Personal information
- Full name: Ernest Joseph Field Loveless
- Date of birth: 6 December 1907
- Place of birth: St Kilda, Victoria
- Date of death: 21 December 1950 (aged 43)
- Place of death: St Kilda, Victoria
- Original team(s): St Kilda District
- Height: 175 cm (5 ft 9 in)
- Weight: 76 kg (168 lb)

Playing career^{1}
- Years: Club / Games (Goals)
- 1926–1929, 1931: St Kilda / 42 (2)
- 1933–1936: Hawthorn / 56 (1)
- Total:  / 98 (3)
- ^{1} Playing statistics correct to the end of 1936.

Career highlights
- Hawthorn best and fairest: 1934;

= Ernie Loveless =

Australian rules footballer, born 1907

Ernest Joseph Field Loveless (6 December 1907 – 21 Dec 1950) was an Australian rules footballer who played for St Kilda and Hawthorn in the VFL.

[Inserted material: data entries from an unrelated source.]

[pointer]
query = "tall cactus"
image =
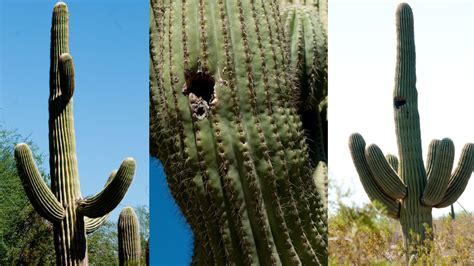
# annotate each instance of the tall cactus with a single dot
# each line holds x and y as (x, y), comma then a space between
(72, 216)
(129, 238)
(225, 125)
(407, 189)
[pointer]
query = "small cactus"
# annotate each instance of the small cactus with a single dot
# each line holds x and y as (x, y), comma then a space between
(72, 216)
(225, 124)
(407, 188)
(129, 238)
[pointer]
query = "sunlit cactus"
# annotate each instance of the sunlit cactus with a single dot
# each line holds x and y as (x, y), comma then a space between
(226, 125)
(62, 204)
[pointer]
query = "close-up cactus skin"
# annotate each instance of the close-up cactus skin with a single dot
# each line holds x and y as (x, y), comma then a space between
(129, 237)
(407, 189)
(72, 215)
(225, 124)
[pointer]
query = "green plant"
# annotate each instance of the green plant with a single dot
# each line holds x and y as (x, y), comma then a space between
(407, 189)
(226, 126)
(62, 204)
(129, 237)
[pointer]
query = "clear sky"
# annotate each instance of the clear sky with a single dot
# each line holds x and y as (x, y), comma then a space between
(362, 50)
(109, 45)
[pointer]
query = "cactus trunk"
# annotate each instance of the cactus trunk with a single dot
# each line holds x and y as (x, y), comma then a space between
(129, 238)
(406, 188)
(72, 216)
(225, 126)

Loveless played in the back pocket and started his career with St Kilda.

Loveless was captain coach of the Wangaratta Football Club in the Ovens & Murray Football League in 1930. Loveless was captain-coach of the O&MFL team that lost to the Goulburn Valley Football League in 1930.

He crossed to Hawthorn in 1933 and was a best and fairest winner the following season. Loveless was vice captain of Hawthorn in 1935 and 1936, his last two years in the VFL.